After two days of getting lots of sleep and still needing two naps a day and some minor aches and pains, I concluded I must have a little infection. My prescription for myself is: drink plenty of water, get plenty of sleep, take acetaminophen when needed, and take it slow.
On the trip out I saw a sign that read “Indian Mounds,” and on this return trip I decided to see them. I followed the sign until I wasn’t sure which way to go, and stopped to ask at a small roadside store. While I picked out something to drink, I listened to three women having a conversation. One woman was telling about her ugly drivers license photo. “When I get rid of this baby fat,” she said, hitching a small baby up higher on her hip, “I’m going to lose my drivers license so I can get a new one.” “You don’t have to do that,” said the woman behind the counter. “You’d know what I mean if you ever saw my drivers license photo,” said the woman with the baby grimly, and went out to her car.

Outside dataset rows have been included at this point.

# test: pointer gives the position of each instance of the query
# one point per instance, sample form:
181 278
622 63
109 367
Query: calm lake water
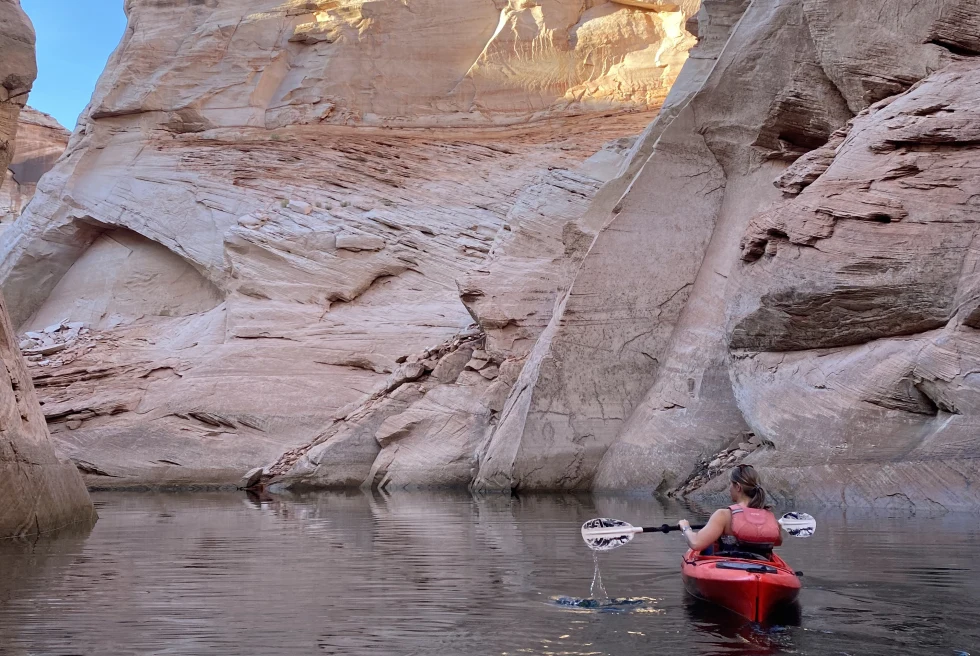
448 574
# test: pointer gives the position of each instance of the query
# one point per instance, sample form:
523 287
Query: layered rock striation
799 241
40 493
273 246
40 141
263 222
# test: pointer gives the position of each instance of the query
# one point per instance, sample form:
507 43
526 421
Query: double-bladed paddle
607 534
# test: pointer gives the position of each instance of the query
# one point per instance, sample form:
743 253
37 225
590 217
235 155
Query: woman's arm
711 532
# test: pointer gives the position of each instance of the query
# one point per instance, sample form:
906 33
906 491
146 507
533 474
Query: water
448 574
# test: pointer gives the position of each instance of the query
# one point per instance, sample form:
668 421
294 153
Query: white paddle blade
607 534
798 525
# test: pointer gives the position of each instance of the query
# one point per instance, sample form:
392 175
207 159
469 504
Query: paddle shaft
667 528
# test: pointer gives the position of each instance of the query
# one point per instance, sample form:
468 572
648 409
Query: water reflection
443 573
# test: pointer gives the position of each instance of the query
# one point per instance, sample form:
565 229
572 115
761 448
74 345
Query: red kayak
751 587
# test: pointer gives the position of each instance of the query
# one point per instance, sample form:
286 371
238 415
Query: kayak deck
752 587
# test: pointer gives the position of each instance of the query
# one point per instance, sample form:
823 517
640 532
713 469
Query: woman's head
745 485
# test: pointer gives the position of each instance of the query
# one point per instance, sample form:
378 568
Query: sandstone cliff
40 141
259 229
832 329
271 234
40 493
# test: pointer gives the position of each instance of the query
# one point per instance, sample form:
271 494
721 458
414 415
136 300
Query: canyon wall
40 493
263 223
273 246
40 141
799 250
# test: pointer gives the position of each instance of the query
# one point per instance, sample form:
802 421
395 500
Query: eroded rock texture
40 493
835 325
265 222
40 141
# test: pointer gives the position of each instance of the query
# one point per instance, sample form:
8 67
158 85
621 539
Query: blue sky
74 40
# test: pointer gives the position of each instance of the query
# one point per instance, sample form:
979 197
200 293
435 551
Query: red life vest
754 526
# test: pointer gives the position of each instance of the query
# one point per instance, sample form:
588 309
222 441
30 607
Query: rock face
40 493
40 141
829 314
263 220
270 235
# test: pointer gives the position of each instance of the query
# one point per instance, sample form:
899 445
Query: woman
747 525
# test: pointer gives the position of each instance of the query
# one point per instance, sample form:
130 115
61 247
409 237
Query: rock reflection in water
441 573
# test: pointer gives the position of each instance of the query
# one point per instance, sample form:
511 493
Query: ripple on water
443 574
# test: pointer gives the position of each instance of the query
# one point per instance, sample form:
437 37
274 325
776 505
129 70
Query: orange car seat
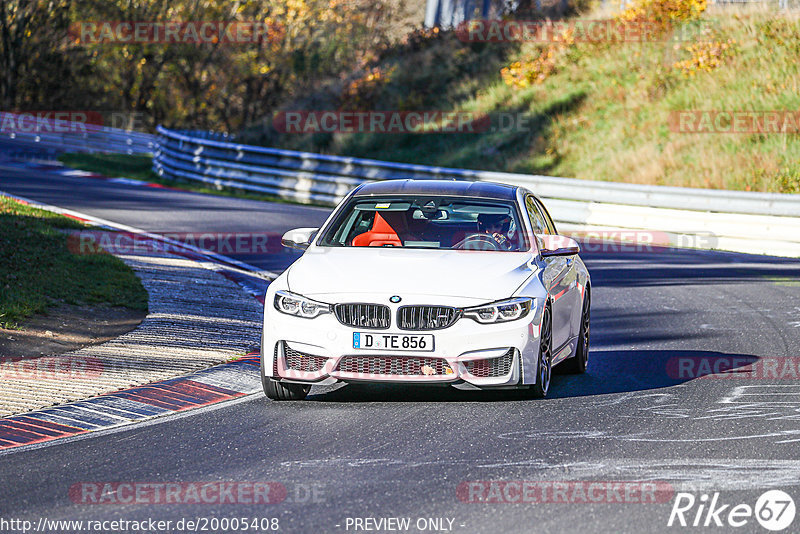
381 234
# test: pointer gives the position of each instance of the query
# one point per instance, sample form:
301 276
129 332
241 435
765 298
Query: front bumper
467 355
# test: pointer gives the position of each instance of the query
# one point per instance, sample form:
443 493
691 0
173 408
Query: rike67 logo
774 510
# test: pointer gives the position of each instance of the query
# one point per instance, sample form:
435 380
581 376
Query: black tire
544 368
578 363
279 391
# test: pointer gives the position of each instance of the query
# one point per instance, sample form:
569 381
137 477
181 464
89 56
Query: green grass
604 113
140 167
38 270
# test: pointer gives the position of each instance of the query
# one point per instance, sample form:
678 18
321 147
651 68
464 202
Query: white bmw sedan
428 282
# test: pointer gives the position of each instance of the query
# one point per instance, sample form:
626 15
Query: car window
538 221
425 222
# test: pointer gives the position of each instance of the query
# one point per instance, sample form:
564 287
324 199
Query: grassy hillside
601 111
38 269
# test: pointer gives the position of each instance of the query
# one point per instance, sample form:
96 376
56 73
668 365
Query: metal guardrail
56 135
766 223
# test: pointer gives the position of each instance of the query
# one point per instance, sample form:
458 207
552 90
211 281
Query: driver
496 226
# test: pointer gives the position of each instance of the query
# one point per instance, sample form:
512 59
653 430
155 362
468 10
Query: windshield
425 222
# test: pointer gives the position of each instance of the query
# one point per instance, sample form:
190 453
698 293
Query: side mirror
299 238
557 245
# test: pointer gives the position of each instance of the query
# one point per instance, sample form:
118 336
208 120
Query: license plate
364 340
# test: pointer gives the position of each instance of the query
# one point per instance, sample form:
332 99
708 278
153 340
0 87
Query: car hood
478 275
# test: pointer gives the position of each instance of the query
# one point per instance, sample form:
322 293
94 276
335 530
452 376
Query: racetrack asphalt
400 451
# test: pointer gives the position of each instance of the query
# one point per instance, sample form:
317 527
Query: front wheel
279 391
544 365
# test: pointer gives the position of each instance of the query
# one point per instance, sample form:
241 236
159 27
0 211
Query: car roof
459 188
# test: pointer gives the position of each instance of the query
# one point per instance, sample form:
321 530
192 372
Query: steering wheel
477 242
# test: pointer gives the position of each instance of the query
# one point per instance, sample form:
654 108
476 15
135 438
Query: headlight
501 311
298 305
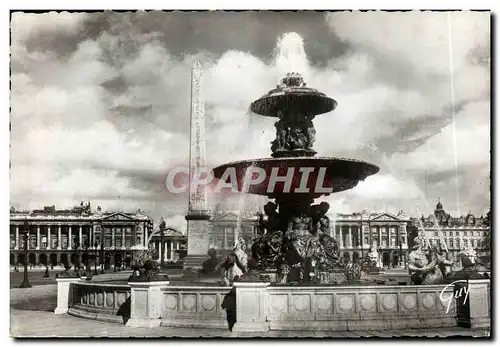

I went to the counter to buy my drink, told the two remaining women that I was a tourist and wanted to see the Indian mounds. “Right up that street,” said the woman behind the counter, “You’ll see the sign. And you should know that this lake here,” pointing out behind the store to where there was a small lake, “is the largest natural lake in Ohio.” I promised to look at the lake, and said that it seemed like it was a nice place to live around there. Both women agreed. “It’s a little slow, though,” said the woman behind the counter, “We like to watch paint dry.” I said that sounded good to me.
The Indian mounds were small: about two or three feet high, and maybe fifteen feet in diameter. A sign said they were burial mounds probably left by the Hopewell people — the qualifier “probably” was necessary because pot hunters and grave robbers had plundered the mounds and had not adequately documented their finds. Even though the mounds were small, I felt that romance attached to them: they were visible signs of a people who had lived two thousand years ago, and I wondered what the land was like then, what they saw and thought about and felt.
I stopped to look at Nettle Lake on my way back to the interstate highway. From where I stood I couldn’t see the whole lake, but estimated what I saw to cover about 50 acres (I looked it up, and found I could only see about half the lake; the total area is 115 acres). It was a pretty lake, filling a hollow left by the ancient glacier, with small houses and mowed lawns all around the edge.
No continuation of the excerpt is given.